8 things we’ve discovered about the story of shells, artists and collectors

8 things we’ve discovered about the story of shells, artists and collectors

7 Sep 2022

The colourful freshwater zigzag nerite shell. Photo from the book Interesting Shells


Andreia Salvador, curator at the Natural History Museum, London, reveals fascinating facts linking shells to the world of art and collecting


1. The colours, patterns and shapes of shells have long mesmerised collectors. By the beginning of the 17th century, shells were being proudly displayed alongside precious works of art and antiques in cabinets of curiosities. The artist Rembrandt had a marbled cone in his collection, which he etched in his 1650 work The Shell, a whole century before that shell was officially described by Carl Linnaeus.


The glassy nautilus shell. Photo from the book Interesting Shells


2. When the Dutch artist and naturalist Pièrre Lyonet died in 1789 his collection was put up for sale. Two years later a Johannes Vermeer painting from that collection, Woman in Blue Reading a Letter,

was sold for 43 guilders. Five years on, another object from Lyonet’s treasure trove was sold for seven times that price (299 guilders). That piece was the translucent shell of a glassy nautilus.


3. A prime example of a collection that contained shells comes with that of Sir Hans Sloane, the Irish physician and scientist. He acquired some 71,000 items in all, which became the foundation of the British Museum collection. In part due to a far-reaching network of traders, apothecaries, physicians, naturalists and collectors, Sloane was supplied with plants, animals, antiquities, coins, books, drawings and maps, as well as exquisite antiques and curiosities from across the globe. Among those treasures were some 6,000 shells.


Shells by naturalist James Barbut, who was active from 1776–91. © The Trustees of the Natural History Museum, London


4. The 18th century was to see a shell-collecting frenzy take hold of European collectors. The Dutch East India Company played a major role in this. It dominated the market in imported spices and other products, and it was also bringing exotic shells to European shores for the private museums of wealthy collectors. The trend became known as ‘conchylomania’, from the Latin concha for shell; it was a name inspired by ‘tulipmania’, the 17th-century Dutch passion for collecting tulip bulbs.


The precious wentletrap. Photo from the book Interesting Shells


5. Some shells were in such demand that, at the height of conchylomania, they were counterfeited. Shells such as the exquisite precious wentletrap, a marine snail from the Indo-Pacific, were cleverly and audaciously replicated using rice flour. It is said that the fraudulent shells were eventually detected by the owners who dipped them into water to clean them, only to watch their ‘valuable’ new purchases become worthless blobs.

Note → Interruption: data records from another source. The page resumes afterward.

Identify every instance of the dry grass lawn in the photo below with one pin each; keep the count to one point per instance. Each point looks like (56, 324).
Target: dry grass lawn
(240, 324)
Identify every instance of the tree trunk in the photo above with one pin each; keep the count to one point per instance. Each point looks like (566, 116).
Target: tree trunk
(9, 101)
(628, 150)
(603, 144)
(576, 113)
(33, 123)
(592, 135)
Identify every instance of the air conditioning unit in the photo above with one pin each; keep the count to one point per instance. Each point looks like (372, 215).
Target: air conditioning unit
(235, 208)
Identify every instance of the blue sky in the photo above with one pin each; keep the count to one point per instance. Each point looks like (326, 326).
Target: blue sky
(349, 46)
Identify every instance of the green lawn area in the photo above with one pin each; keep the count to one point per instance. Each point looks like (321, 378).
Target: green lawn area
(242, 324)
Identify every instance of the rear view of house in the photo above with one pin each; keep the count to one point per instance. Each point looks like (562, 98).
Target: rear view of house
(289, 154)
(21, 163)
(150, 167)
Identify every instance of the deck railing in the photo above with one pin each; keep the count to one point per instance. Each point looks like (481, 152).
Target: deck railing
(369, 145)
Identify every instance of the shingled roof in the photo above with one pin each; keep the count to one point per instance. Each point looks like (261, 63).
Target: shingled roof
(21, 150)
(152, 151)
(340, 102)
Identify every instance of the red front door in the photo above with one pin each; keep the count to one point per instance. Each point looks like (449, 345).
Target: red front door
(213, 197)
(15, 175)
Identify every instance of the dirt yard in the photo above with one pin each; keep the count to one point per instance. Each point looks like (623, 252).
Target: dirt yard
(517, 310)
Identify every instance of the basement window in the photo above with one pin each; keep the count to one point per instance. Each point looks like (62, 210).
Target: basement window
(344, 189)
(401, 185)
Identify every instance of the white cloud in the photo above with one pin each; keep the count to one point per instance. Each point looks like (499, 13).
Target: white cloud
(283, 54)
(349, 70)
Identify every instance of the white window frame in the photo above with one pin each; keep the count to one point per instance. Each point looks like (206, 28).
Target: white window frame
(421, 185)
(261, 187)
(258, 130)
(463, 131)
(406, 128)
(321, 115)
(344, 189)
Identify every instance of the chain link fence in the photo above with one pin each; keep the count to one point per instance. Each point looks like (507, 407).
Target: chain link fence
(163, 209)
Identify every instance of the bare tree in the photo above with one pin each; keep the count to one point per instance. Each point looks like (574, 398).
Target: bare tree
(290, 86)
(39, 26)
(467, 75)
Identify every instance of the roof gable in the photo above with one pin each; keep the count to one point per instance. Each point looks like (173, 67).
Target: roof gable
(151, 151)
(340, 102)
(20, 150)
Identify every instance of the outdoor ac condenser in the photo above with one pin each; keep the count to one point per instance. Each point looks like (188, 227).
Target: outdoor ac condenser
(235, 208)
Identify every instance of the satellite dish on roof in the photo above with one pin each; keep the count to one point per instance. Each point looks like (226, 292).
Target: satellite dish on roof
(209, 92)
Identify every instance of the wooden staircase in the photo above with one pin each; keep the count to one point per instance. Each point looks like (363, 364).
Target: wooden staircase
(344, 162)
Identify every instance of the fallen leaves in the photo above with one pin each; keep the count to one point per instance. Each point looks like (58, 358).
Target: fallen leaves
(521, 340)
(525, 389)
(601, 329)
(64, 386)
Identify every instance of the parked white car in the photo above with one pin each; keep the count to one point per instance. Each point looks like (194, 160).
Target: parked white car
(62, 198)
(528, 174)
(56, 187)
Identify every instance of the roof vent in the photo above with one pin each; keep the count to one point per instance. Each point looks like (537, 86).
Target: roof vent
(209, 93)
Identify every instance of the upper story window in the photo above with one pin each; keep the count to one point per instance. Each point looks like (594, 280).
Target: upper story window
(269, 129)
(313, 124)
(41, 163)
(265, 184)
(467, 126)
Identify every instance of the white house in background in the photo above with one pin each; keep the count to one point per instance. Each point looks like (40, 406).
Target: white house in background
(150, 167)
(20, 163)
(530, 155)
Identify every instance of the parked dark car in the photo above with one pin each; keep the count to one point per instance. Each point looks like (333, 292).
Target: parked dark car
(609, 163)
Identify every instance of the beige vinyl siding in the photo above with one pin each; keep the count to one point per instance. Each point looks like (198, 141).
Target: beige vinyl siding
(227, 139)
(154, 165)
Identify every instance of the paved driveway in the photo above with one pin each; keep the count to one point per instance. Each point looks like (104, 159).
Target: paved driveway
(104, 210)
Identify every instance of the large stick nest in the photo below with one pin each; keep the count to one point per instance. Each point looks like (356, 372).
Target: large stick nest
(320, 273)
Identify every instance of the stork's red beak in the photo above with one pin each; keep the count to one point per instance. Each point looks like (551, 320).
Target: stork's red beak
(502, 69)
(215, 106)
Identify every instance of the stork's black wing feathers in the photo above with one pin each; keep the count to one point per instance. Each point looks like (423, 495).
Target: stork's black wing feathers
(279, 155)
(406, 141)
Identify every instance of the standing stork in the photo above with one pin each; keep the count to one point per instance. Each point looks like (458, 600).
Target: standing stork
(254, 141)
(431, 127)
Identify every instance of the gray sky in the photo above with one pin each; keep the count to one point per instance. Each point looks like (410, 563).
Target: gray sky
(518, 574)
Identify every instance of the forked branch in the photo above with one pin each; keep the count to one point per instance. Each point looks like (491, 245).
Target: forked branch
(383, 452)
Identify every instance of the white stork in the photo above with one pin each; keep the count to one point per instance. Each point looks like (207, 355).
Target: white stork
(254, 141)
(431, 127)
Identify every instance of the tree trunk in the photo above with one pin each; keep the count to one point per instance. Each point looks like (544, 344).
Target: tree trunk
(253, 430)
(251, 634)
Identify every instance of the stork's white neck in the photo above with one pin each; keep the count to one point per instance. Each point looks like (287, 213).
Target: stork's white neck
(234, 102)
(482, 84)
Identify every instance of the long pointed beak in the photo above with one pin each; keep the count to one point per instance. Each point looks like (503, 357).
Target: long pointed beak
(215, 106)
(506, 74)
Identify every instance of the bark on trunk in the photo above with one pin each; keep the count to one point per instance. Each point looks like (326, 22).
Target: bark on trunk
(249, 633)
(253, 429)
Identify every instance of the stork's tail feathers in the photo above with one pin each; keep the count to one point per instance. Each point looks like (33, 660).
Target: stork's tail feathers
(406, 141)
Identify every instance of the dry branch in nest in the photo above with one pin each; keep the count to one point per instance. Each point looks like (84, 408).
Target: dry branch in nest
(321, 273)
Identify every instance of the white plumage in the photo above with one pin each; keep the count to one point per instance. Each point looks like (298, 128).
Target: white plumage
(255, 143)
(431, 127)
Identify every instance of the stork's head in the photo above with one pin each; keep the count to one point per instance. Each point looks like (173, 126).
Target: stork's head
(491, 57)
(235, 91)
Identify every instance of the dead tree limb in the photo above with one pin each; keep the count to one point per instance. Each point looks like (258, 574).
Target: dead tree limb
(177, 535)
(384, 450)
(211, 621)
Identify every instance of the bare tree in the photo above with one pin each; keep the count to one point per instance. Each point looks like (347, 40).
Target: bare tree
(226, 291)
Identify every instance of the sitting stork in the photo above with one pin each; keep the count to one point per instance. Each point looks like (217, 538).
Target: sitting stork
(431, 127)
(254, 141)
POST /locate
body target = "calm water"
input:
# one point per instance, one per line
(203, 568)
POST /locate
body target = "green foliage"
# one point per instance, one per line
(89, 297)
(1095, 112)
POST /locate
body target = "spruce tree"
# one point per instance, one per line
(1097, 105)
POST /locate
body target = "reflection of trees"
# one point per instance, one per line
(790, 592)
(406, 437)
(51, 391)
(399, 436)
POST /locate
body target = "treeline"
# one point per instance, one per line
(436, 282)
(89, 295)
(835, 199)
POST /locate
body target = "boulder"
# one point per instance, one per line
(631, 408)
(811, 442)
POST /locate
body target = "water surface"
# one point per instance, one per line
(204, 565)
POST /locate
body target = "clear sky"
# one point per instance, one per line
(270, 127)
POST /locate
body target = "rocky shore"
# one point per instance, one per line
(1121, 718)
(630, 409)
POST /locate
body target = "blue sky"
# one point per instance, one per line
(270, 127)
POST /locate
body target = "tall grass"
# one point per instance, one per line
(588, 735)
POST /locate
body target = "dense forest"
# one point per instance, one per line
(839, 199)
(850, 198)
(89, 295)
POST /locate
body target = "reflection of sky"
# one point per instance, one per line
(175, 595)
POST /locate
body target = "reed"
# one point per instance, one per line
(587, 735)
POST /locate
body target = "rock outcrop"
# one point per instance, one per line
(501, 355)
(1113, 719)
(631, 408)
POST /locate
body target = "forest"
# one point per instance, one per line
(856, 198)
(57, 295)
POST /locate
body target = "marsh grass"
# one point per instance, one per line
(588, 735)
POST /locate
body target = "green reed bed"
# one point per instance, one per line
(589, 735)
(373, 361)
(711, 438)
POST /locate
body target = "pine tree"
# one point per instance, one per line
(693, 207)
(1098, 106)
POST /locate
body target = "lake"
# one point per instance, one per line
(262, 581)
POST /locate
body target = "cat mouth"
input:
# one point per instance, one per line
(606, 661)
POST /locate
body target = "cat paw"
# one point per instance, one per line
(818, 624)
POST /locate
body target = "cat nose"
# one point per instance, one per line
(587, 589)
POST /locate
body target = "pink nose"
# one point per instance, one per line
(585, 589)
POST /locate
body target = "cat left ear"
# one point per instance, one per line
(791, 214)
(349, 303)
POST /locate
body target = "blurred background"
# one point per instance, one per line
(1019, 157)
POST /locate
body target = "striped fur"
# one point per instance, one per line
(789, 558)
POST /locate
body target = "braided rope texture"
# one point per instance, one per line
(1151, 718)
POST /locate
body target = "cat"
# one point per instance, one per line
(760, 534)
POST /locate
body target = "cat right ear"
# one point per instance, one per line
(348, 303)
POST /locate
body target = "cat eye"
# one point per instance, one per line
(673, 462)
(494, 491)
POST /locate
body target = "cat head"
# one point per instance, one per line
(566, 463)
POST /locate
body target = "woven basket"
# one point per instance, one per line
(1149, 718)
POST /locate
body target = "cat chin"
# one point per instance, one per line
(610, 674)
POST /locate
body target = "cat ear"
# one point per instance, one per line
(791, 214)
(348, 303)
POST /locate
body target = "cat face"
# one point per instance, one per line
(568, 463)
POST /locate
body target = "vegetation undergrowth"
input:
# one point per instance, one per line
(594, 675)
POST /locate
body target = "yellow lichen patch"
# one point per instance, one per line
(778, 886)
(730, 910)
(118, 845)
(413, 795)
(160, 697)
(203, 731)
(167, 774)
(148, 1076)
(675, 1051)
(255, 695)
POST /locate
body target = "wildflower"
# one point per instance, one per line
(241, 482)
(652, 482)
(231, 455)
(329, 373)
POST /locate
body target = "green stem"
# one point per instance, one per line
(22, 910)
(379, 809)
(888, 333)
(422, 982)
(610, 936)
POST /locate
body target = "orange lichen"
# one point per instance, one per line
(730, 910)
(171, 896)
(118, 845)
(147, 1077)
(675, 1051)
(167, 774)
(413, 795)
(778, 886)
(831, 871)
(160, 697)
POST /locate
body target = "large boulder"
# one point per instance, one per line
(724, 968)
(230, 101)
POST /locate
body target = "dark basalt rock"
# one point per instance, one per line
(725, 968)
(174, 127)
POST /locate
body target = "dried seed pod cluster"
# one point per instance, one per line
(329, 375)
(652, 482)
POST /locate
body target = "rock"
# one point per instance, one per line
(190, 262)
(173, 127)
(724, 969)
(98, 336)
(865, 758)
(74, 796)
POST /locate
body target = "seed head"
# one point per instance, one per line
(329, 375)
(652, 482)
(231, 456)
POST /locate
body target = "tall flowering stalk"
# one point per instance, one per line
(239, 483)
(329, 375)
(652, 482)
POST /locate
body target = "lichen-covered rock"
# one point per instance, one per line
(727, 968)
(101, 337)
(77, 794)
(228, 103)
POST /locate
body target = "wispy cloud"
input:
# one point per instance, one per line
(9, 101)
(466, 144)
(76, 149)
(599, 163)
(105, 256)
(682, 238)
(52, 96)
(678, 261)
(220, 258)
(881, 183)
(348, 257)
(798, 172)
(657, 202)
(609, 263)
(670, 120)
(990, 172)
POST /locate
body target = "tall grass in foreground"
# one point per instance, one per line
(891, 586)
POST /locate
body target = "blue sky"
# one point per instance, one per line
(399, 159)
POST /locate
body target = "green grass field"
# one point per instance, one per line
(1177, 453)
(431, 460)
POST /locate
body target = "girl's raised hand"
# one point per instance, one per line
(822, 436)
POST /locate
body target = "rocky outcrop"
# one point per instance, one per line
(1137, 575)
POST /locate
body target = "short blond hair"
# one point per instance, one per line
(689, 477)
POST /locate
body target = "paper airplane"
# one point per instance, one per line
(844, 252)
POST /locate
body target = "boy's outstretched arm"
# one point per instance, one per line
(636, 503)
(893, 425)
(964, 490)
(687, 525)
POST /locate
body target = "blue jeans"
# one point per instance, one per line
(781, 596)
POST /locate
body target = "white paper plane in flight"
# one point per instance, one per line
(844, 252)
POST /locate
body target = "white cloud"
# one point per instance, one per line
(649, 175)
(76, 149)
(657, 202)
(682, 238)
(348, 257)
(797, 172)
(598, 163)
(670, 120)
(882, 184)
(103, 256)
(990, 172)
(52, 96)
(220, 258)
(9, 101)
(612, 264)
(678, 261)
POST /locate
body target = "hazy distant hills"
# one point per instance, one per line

Shells collected by Joseph Banks during the HMS Endeavour expedition 1768–71. © The Trustees of the Natural History Museum, London


6. Joseph Banks, the scientist on board Captain Cook’s first famous voyage, was a botanist who extensively collected plants throughout the voyage – and he could not resist collecting shells. The majority of Banks’s shell collection is still housed at the Natural History Museum and there is a particular fact attached to them: all the surviving Banks shells are small and pocket-sized. They were just the right size to, literally, pop in his pocket when scouring the shores.


The glory of the sea. Photo from the book Interesting Shells


7. At the peak of the collecting frenzy, some shells became legendary as they were rare and harder to glean. The most fabled of all was the handsome Conus gloriamaris, ‘the glory of the sea’, a marine cone snail that lives in the Indo-Pacific. It was, until the mid-20th century, considered the rarest, most coveted and costliest shell in the world. It inspired the central theme of the book The Glory of the Sea (1887) by Victorian novelist Francesca M Steele, and it is the only shell known to have been stolen from a museum gallery – the American Museum of Natural History, in 1951. In 1964 a fine specimen was sold for $2,000, a record price for the species.


8. The last of the famed examples is naturally the glassy nautilus. This shell is extremely thin, fragile and translucent, as if made from the finest spun glass. It was thought to be the shell of a small nautilus, hence its vernacular name, but is in fact the shell of a heteropod or sea elephant, a snail that lives in the open sea. The mystery surrounding this curious animal and the scarce opportunity to acquire an unbroken shell of this species were almost certainly the reasons why Lyonet’s shell would fetch so much money in 1796.